O diretor de banco de investimentos do Credit Suisse, José Olympio, não vê qualquer margem para conflito de interesses. "A minha área ou a de corretagem de ações não tem qualquer incentivo financeiro para elevar o preço das ações na oferta porque a receita do empréstimo vai para a área de renda fixa. Meu bônus não é afetado."

Mais importante que isso, diz Olympio, é que é uma área totalmente independente do banco, chamada "syndicate", que arbitra o preço do papel. "As grandes instituições têm estruturas internas para evitar esse conflito."

"O mercado é soberano na hora de atribuir o preço", diz Alexandre Bettamio, diretor do banco de investimentos do UBS Pactual.
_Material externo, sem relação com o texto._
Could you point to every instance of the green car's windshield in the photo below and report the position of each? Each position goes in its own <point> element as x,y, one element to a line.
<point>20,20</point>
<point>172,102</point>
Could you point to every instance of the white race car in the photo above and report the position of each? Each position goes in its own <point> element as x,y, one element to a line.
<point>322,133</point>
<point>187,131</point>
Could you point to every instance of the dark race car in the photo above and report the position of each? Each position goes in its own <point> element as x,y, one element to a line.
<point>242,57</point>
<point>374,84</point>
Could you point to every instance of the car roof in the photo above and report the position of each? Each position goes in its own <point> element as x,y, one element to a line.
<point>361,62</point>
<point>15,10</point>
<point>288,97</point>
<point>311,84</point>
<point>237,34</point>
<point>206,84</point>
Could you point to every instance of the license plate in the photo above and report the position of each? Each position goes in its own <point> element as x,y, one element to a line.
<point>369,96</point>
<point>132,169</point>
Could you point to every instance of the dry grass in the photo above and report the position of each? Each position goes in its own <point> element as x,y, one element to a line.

Bettamio e Olympio argumentam que os empréstimos têm sido importantes para acelerar a ida das companhias à bolsa. "O objetivo é fazer com que as empresas tenham um tamanho bom para ir a mercado o quanto antes", diz Olympio. "Não se sabe até quando o mercado de ações estará aberto", diz Bettamio.

Toda o debate é importante para o desenvolvimento do mercado, mas também é permeada por boa dose de rancor de concorrentes. Bancos de investimento que não aderiram à prática reclamam por perder mandatos para quem "oferece um cheque" aos empresários. Bancos comerciais não estão satisfeitos porque empréstimos concedidos às empresas têm sido quitados com os novos recursos. Por fim, fundos de private equity não gostam de ver os bancos fazendo o que antes era o seu trabalho.

A Comissão de Valores Mobiliários está atenta ao movimento e começa a avaliar se há necessidade de criar regras. "Estamos discutindo se basta dar transparência às informações ou se é preciso dar limites", afirma o presidente da autarquia, Marcelo Trindade.

Para ele, o mais importante por enquanto é que seja dada total transparência aos mecanismos empregados. "Embora o intermediário seja pago pela empresa, ele presta serviço ao mercado e é preciso saber como e quanto o banco está ganhando para saber se ele está sendo influenciado por essa remuneração", diz Trindade.

Qualquer movimento da CVM, entretanto, deverá ser feito com cautela. "Não queremos tirar eficiência do mercado com restrições demais. Além disso, toda vez que se proíbe algo, o mercado busca outras formas de remuneração." Por enquanto, a ordem é transparência total. "O que não estiver escrito nos prospectos vai dar problema para os envolvidos."